The measures that have been proposed are modest. They involve the transfer of Patriot air defence missiles, Nato early-warning planes and anti-chemical and biological warfare units to Turkey. This is a matter of contingency planning in the event of any military clash in the Iraqi theatre. It does not constitute a Nato endorsement of possible US-led action. It is a recognition, which should be obvious, that war is a possibility and were it to take place then Turkey would be entitled to collective protection.
This should not be a controversial issue. It has instead been seized upon in certain quarters for purely political purposes. It has been claimed that shifting this equipment to Iraq would be to pander to American "unilateralism" and undermine diplomatic efforts to reach a peaceful settlement to this crisis. In truth, however, Brussels, Paris and Berlin are engaged in pyrrhic posturing. If Nato as a whole does not assist Turkey then its major components, notably the United States and Britain, will certainly do so. The dispute would force Washington to act, against its own wishes, in a "unilateral" fashion and undermine the shared authority of Nato.
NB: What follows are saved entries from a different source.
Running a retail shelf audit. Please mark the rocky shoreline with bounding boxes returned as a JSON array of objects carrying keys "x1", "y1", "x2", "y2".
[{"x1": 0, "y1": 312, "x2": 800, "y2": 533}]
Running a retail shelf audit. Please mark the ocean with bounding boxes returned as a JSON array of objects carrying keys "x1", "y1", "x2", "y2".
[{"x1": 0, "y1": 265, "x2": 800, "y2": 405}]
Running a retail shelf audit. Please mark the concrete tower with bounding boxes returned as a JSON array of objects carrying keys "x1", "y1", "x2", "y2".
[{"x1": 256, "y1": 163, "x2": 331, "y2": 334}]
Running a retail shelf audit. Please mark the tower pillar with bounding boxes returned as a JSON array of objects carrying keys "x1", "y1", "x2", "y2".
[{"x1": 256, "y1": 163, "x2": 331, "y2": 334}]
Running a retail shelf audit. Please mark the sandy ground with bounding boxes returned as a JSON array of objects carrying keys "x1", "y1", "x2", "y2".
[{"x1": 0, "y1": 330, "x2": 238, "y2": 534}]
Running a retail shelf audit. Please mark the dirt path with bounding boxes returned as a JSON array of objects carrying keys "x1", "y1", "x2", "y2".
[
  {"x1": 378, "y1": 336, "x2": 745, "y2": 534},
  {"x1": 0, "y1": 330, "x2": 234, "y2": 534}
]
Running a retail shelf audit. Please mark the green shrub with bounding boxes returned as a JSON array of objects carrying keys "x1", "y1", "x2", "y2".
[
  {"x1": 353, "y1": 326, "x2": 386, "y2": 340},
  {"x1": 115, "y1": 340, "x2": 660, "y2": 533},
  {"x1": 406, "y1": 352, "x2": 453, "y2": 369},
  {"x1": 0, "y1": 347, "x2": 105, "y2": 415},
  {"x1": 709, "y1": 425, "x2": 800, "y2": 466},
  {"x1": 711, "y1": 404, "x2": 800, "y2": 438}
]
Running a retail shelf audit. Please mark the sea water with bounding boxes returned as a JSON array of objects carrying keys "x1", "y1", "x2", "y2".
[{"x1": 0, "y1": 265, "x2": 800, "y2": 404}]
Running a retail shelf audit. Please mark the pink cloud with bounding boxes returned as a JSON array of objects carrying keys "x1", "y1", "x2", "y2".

The notion that providing Ankara with defensive material would undercut diplomatic activity is ludicrous. The only reason that Iraq ever agreed to readmit UN weapons inspectors after a four-year break and is showing the slightest interest in the demands of Hans Blix and Mohamed Elbaradei is because the US Army is breathing down Saddam's neck. Whenever Baghdad senses that a military onslaught against it is a realistic option, it at least contemplates making concessions. The perception that Nato is in disarray eases the pressure on the Iraqi leadership. This impasse will not encourage Saddam to open up his arsenal.
The same might be said about the rather ambiguous Franco-German "plan" for more "intrusive" inspections. As General Powell pointed out in his response, this initiative addresses the "wrong issue" and could only serve as a "diversion". The onus should not be on the UN to provide itself with a larger magnifying glass but on Iraq to produce an absolutely accurate account of its weapons of mass destruction and then assist in their elimination. This will not occur if Saddam believes that Resolution 1441 is far from his "final chance" to avoid war but the basis for another round of negotiations. This belated blueprint for peace will render international unity, not a military conflict, less probable.
As Mr Rumsfeld said in his interview conducted with The Times and a number of other leading European newspapers, Nato will doubtless "survive" an internal dispute over Turkey. But as he also asserted, any clash on this question would be "such a surprising and breathtaking event that I suspect it would reverberate for a while". It is not often that the feisty Defence Secretary can be accused of understatement. In this instance, presumably to induce the rebels to retreat, he has been uncharacteristically diplomatic. Nato might indeed just about "survive" this affair - but it will hardly prosper from it.